TEL AVIV – La conférence des Nations Unies commémorant le 60ème anniversaire de l’UNRWA (Office de secours et de travaux des Nations unies pour les réfugiés de Palestine dans le Proche-Orient) ne pouvait pas se dérouler à un meilleur moment. La restitution des terres occupées en 1967 continuera d’être l’une des conditions indispensables à la résolution du conflit israélo-palestinien, mais c’est l’héritage de la guerre de 1948 que les deux parties du conflit ont placé au cœur du débat.

Paradoxalement, c’est le Premier Ministre Israélien Benyamin Netanyahu qui a rouvert le dossier de 1948, en demandant que les Palestiniens reconnaissent Israël en tant qu’état juif. Cette demande a ramené la quête pour la paix à ses fondamentaux, dans laquelle la question des réfugiés est condamnée à jouer un rôle central.

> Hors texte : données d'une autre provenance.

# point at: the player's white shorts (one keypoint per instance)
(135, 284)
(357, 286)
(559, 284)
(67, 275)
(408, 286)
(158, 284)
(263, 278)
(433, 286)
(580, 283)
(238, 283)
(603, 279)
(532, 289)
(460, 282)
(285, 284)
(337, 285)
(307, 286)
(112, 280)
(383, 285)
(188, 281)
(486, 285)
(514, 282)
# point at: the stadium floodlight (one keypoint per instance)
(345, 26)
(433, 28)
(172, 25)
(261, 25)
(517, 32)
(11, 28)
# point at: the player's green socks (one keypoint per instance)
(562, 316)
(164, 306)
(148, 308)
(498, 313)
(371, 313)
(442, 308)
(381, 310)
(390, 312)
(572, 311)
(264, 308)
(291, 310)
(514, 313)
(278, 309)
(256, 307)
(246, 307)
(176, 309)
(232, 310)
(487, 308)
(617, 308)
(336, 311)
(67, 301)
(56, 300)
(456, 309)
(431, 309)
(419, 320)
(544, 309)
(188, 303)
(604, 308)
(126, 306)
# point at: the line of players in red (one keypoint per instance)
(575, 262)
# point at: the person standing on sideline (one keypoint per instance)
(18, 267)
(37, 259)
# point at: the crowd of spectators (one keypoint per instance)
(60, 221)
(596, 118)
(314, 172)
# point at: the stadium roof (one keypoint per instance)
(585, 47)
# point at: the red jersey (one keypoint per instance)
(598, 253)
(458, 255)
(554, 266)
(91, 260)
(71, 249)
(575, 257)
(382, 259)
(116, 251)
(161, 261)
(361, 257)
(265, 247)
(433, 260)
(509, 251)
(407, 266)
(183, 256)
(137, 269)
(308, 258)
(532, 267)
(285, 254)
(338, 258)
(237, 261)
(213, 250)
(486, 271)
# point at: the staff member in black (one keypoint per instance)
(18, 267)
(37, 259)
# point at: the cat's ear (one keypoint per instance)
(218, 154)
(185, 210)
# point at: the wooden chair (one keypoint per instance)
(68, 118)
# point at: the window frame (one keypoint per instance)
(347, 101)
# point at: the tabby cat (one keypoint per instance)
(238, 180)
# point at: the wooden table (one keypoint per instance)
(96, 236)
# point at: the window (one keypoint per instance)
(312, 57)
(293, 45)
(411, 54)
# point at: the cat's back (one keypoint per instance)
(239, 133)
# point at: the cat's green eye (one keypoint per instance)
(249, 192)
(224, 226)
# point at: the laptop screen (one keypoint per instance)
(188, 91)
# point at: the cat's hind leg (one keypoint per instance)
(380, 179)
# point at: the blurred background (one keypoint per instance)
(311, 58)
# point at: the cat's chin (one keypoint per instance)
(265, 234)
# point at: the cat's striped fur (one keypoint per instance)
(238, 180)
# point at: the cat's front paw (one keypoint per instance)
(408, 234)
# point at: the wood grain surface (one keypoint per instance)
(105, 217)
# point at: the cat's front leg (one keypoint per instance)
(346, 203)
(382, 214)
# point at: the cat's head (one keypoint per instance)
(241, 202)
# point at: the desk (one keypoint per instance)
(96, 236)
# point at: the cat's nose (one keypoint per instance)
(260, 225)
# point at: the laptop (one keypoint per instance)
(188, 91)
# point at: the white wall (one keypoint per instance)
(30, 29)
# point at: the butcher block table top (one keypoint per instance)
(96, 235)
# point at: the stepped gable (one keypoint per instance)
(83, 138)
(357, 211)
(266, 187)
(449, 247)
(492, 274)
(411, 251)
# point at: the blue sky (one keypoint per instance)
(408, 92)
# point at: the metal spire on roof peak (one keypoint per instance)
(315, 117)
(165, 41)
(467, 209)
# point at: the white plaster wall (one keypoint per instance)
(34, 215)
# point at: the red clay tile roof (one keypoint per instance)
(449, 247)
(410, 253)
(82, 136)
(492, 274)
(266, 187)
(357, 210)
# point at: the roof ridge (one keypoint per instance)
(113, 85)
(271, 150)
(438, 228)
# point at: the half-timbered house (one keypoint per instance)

L’intention de Netanyahu visait essentiellement à forcer les Palestiniens à admettre que le droit au retour des réfugiés ne s’applique seulement qu’à l’État Palestinien, et non à Israël. Mais la véritable signification de cette demande repose sur le fait qu’il intervient à un moment où l’action politique du Premier Ministre Salam Fayaad représente un véritable défi au Mouvement National Palestinien : choisir entre un esprit vindicatif ou celui de la construction d’un État.